Jiayuan Liu, Tianqin Li, Shiyi Du, Xin Luo, Haoxuan Zeng + 5 more

cs.CLcs.AIcs.GTcs.MA

TLDR

Expanded recall in LLMs can paradoxically degrade cooperation in multi-agent social dilemmas, a phenomenon termed the "memory curse."

Key contributions

  • Expanded recall degrades cooperation in 18/28 LLM-game settings across 7 LLMs and 4 games.
  • Breakdown linked to eroding forward-looking intent, not paranoia, validated by fine-tuning.
  • Memory content, not just length, triggers decay; sanitizing memory restores cooperation.
  • Chain-of-Thought reasoning paradoxically amplifies the "memory curse."

Why it matters

This paper challenges the assumption that larger context windows are always beneficial for LLMs, especially in multi-agent settings.

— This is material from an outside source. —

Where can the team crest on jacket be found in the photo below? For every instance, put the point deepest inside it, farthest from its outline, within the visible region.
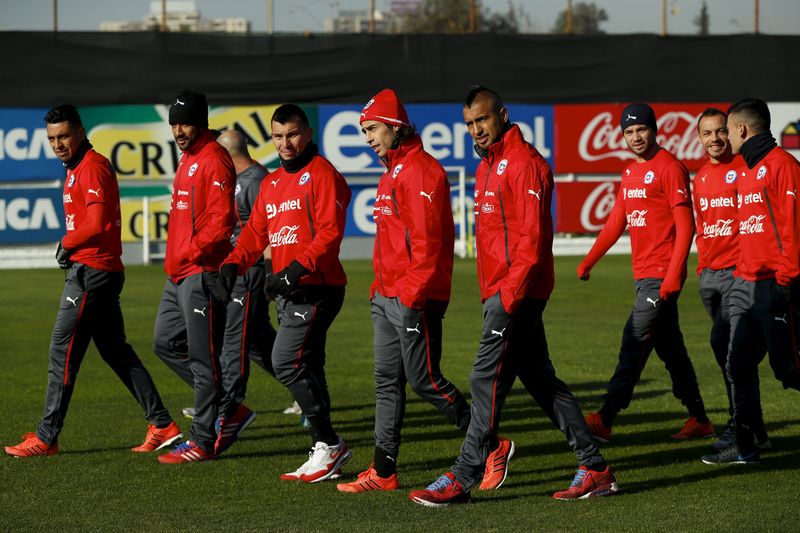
(501, 166)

It reveals that memory content and reasoning patterns critically influence cooperative behavior. Understanding this "memory curse" is vital for designing more robust and cooperative AI agents.

Original Abstract

Context window expansion is often treated as a straightforward capability upgrade for LLMs, but we find it systematically fails in multi-agent social dilemmas. Across 7 LLMs and 4 games over 500 rounds, expanding accessible history degrades cooperation in 18 of 28 model--game settings, a pattern we term the memory curse. We isolate the underlying mechanism through three analyses. First, lexical analysis of 378,000 reasoning traces associates this breakdown with eroding forward-looking intent rather than rising paranoia. We validate this using targeted fine-tuning as a cognitive probe: a LoRA adapter trained exclusively on forward-looking traces mitigates the decay and transfers zero-shot to distinct games. Second, memory sanitization holds prompt length fixed while replacing visible history with synthetic cooperative records, which restores cooperation substantially, proving the trigger is memory content, not length alone. Finally, ablating explicit Chain-of-Thought reasoning often reduces the collapse, showing that deliberation paradoxically amplifies the memory curse. Together, these results recast memory as an active determinant of multi-agent behavior: longer recall can either destabilize or support cooperation depending on the reasoning patterns it elicits.